Les femmes déplacées de guerre de Nyiragongo, Masisi et Rutshuru sont descendues dans les rues de Goma ce vendredi 17 février 2023. Ce, pour demander la paix, justice et réparation des atrocités commises par les rebelles du M23 et leurs alliés.

Ces femmes étaient en majorité avec des bébés au dos et porteuses des calicots ou l’on pouvait lire : « La femme n’est pas un objet sexuel mais plutôt une clé pour le développement ».

Aussi : « Nous disons stop aux viols faits aux femmes, stop aux massacres des populations civiles ».

La marche débutée au rond-point Kihisi en territoire de Nyiragongo, a chuté au gouvernorat de province où un mémorandum a été déposé.
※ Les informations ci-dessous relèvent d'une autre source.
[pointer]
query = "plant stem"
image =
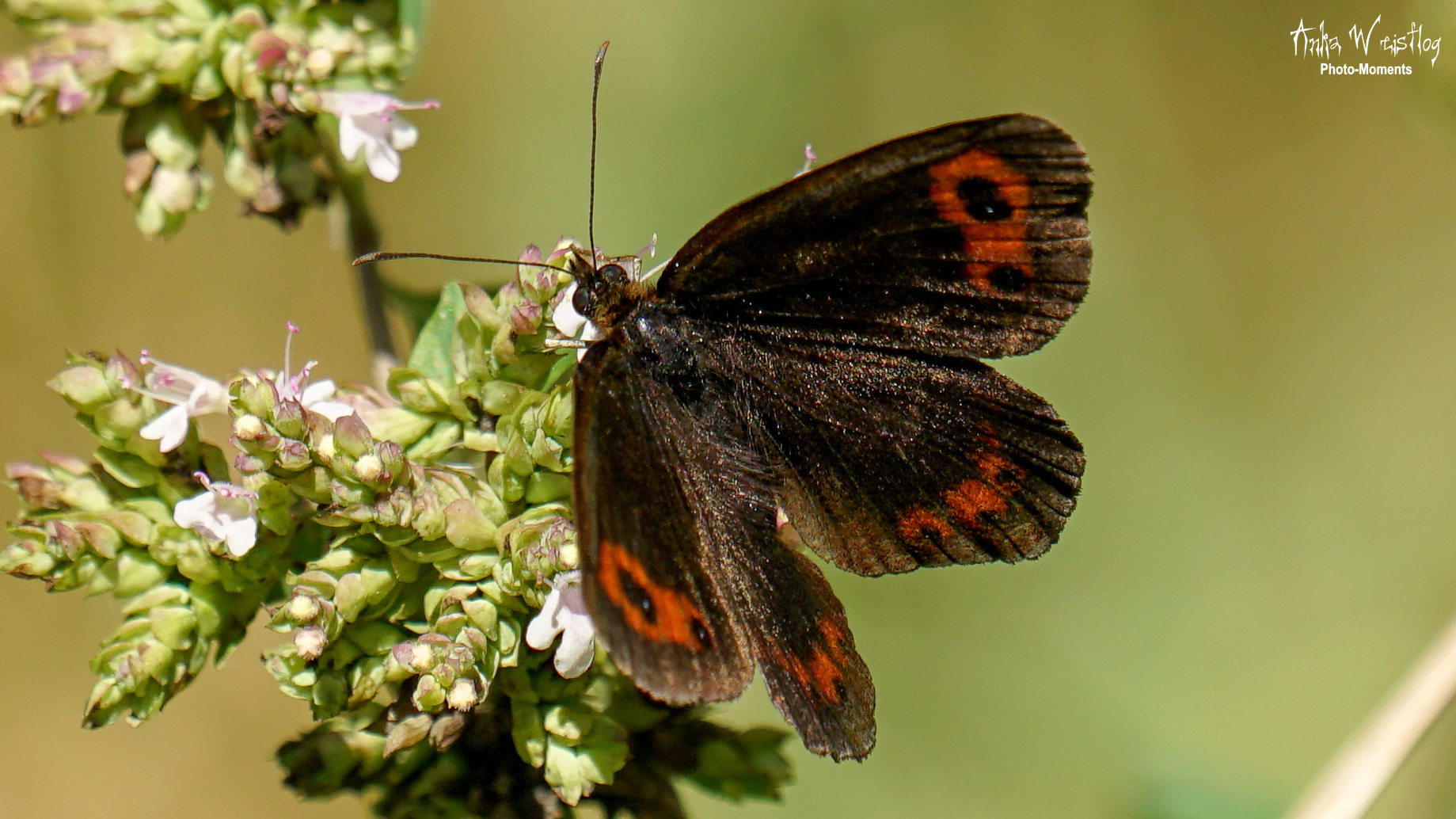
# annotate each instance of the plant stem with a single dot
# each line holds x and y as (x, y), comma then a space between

« Nous femmes déplacées victimes des atrocités commises par le M23, sommes venues devant vous pour briser notre silence en rapport avec les crimes, massacres, viols et violations des droits de l’homme par les éléments du M23 e leurs supporteurs depuis la résurgence de ces rebelles. En effet, depuis l’activisme du M23, le Conseil pour la protection et la promotion des droits de la femme et de l’enfant a enregistré, au total, 482 civils tués par cette rébellion dont 185 femmes (…) », a restitué Neema Serutoke Claudine, qui a lu ledit mémo.

Héritier Nyamwami, défenseur des droits humains qui a accompagné ces femmes, appelle le gouvernement à tenir compte de ce que réclament ces déplacées de guerre.
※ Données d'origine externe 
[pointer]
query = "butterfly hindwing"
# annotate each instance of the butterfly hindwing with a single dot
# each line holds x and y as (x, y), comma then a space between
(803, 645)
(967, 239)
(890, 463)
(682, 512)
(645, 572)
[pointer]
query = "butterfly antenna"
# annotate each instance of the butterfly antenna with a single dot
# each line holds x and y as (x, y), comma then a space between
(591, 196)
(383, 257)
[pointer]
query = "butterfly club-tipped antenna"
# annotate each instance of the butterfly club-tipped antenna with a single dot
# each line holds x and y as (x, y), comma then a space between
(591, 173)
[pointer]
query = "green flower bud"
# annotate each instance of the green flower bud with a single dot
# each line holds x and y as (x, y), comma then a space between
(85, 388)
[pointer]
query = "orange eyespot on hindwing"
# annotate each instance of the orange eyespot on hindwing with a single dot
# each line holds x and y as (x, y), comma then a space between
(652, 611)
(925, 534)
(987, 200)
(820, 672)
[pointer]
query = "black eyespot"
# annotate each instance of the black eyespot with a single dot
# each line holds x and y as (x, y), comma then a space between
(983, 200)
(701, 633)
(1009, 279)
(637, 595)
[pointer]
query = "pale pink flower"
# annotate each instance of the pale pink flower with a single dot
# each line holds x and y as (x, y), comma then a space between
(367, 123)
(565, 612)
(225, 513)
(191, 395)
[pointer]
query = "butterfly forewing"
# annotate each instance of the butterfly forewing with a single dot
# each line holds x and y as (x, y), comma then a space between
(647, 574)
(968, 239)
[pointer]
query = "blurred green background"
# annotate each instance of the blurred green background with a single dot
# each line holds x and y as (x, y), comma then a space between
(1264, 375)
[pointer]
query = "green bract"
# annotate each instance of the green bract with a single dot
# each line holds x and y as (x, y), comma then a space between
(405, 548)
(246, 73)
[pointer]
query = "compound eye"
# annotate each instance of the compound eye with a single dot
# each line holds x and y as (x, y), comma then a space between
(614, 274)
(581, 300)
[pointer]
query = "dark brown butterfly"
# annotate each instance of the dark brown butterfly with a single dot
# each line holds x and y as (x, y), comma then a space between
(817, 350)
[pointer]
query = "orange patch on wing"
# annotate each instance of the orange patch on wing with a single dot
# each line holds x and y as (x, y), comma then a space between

« Au gouvernement de bien vouloir prendre les réclamations des victimes en considération. Vous voyez qu’il n’y a pas la justice qui est faite à l’égard de ces mamans qui sont en train d’être violées. Leurs maris sont en train d’être tués du jour au lendemain », a-t-il regretté.
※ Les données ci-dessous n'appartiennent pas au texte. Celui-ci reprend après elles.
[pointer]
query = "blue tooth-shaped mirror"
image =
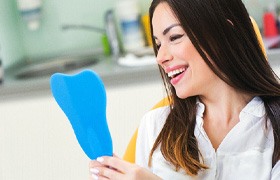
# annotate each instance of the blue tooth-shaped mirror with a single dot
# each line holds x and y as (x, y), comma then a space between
(82, 98)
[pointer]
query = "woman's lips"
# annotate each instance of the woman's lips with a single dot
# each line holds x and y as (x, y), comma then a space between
(177, 78)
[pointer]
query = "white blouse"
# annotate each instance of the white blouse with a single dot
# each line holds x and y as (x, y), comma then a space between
(245, 153)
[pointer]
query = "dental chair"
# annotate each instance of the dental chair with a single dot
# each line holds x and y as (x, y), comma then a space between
(129, 154)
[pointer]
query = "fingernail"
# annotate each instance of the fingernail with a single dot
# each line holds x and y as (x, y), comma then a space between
(94, 171)
(94, 176)
(100, 159)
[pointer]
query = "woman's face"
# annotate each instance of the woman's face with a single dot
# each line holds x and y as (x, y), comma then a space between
(188, 72)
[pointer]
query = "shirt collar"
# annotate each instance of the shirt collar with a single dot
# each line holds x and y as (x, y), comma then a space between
(255, 107)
Le mémorandum des femmes a été reçu par l’assistant du vice-gouverneur, Gilbert Mombila. Il a promis d’orienter leurs revendications à qui de droit.

Cependant, les manifestantes exigent la mise du M23 et ses alliés hors d’état de nuire. Elles invitent la Cour pénale internationale (CPI) à procéder à l’émission des mandats d’arrêt internationaux contre les auteurs de ces crimes commis et exiger la réparation des préjudices causés aux victimes.